Hereditary begins with the funeral of Annie’s mother, described in her daughter’s eulogy as one prone to “secret rituals” and emotional withholding.
Upon returning to their gorgeous home, Annie, Steve and their children disperse and atomise, with Annie retreating to her studio to work on her dollhouse-like art installations.
Those miniaturised versions of her life are Annie’s way of processing grief, ambivalence and profound losses she can’t name.
Despite her family’s obvious prosperity, all is not well. Charlie, who is given to making disturbing sculptures, seems to have withdrawn into her own world. Meanwhile, Peter focuses on getting stoned in his bedroom.
Hereditary is punctuated midway through by an event that is shocking, both in and of itself and also in its aftermath.

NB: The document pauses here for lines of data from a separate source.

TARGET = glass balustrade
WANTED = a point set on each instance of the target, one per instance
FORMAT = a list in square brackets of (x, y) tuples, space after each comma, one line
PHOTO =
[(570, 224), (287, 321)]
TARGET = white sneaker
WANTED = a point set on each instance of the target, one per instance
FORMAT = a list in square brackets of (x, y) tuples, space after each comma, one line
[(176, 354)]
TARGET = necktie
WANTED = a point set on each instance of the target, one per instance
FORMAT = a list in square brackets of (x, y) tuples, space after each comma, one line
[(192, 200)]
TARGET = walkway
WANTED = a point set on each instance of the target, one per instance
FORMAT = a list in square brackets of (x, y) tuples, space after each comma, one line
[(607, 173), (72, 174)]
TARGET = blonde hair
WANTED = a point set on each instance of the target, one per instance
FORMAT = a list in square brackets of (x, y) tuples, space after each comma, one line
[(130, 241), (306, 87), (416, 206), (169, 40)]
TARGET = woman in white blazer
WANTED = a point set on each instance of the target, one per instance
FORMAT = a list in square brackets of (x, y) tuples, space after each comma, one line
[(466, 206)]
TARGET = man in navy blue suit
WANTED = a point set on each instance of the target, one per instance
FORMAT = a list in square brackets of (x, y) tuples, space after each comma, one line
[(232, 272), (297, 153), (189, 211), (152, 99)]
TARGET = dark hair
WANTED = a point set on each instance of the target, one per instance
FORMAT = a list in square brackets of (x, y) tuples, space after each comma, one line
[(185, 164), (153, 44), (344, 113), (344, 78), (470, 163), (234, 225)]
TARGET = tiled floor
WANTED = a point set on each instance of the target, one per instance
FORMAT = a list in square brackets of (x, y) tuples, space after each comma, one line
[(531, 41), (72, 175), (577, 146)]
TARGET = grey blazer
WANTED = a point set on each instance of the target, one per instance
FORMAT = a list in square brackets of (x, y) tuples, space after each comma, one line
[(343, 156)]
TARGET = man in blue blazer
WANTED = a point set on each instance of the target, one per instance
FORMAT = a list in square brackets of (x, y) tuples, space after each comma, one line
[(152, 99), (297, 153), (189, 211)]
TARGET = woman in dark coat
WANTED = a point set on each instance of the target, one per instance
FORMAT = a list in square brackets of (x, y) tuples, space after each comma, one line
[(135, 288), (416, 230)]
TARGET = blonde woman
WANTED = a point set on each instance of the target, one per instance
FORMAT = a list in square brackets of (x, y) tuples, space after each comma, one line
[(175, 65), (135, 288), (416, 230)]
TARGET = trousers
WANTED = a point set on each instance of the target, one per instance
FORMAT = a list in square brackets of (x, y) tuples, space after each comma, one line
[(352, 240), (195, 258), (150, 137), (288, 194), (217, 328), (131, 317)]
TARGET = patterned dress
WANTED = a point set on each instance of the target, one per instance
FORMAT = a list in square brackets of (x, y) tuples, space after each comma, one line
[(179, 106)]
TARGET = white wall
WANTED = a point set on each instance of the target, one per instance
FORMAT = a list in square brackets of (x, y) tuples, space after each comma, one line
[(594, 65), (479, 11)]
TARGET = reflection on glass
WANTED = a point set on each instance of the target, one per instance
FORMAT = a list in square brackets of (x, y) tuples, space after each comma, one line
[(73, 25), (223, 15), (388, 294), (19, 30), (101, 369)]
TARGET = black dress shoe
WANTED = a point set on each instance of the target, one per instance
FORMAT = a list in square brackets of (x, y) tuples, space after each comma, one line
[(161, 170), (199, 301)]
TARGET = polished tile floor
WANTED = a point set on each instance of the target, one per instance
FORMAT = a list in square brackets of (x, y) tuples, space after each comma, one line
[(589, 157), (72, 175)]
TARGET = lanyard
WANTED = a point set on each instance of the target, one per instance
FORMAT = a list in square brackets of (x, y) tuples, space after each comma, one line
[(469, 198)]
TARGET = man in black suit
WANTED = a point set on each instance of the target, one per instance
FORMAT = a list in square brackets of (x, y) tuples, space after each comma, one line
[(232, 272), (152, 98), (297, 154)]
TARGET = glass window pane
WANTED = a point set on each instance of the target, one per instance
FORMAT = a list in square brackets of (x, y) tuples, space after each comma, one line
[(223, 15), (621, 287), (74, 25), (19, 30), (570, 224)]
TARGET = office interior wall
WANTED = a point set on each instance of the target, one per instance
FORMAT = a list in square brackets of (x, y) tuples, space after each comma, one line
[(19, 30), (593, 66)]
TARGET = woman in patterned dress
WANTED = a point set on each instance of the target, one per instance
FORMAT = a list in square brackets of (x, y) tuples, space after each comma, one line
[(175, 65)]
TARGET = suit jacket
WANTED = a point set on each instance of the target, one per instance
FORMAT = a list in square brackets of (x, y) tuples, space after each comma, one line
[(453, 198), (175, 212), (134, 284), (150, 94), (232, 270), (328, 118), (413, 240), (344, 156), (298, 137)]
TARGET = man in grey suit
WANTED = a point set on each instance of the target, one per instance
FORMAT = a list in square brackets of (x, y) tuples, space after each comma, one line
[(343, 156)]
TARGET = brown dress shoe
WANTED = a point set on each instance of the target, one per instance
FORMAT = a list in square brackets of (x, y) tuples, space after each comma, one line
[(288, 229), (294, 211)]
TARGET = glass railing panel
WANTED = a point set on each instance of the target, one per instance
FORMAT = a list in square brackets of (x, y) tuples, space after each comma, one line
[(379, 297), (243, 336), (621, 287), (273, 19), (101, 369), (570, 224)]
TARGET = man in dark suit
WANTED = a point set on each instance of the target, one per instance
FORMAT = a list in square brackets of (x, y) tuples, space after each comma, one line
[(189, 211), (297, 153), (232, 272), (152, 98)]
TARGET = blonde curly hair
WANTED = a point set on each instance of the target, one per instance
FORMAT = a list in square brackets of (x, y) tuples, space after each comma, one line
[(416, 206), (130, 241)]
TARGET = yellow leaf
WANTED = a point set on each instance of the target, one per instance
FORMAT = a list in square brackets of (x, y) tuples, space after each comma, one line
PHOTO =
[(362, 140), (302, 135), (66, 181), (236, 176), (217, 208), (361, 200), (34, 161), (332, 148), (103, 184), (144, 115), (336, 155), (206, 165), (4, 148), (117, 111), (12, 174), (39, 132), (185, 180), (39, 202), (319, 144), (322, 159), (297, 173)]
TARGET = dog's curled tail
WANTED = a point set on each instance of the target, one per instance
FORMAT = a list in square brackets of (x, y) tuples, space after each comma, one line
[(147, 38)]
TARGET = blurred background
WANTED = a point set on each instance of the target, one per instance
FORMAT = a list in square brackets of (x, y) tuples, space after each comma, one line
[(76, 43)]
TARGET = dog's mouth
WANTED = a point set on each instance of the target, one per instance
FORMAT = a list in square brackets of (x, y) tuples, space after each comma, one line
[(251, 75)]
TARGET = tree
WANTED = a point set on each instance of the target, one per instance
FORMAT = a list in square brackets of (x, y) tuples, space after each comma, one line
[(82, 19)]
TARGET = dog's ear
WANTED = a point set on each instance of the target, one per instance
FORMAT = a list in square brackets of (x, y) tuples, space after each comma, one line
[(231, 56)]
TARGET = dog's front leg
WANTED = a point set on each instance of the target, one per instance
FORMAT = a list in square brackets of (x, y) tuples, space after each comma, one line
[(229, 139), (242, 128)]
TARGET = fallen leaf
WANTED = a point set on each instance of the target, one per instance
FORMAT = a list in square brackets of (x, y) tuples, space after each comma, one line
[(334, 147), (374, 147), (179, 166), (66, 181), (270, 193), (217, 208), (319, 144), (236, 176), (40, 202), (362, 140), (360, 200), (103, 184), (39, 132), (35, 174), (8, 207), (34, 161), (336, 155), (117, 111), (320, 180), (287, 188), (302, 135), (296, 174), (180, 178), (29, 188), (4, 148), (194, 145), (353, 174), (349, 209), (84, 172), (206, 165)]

But even as the core story goes crazily off the rails, Aster evinces a fine eye for detail, his carefully constructed environments echoing Annie’s own tableaus.
Although the film is most notably a showcase for Collette, who calibrates Annie’s unease and rising hysteria with the steady accuracy of a surgeon, Wolff and Shapiro deserve praise for depictions of adolescent angst that feel both lived-in and otherworldly.
The movie draws immediate comparisons to the everyday surrealism and psychological dread of Roman Polanski and David Lynch, while forging its own weird aesthetic path.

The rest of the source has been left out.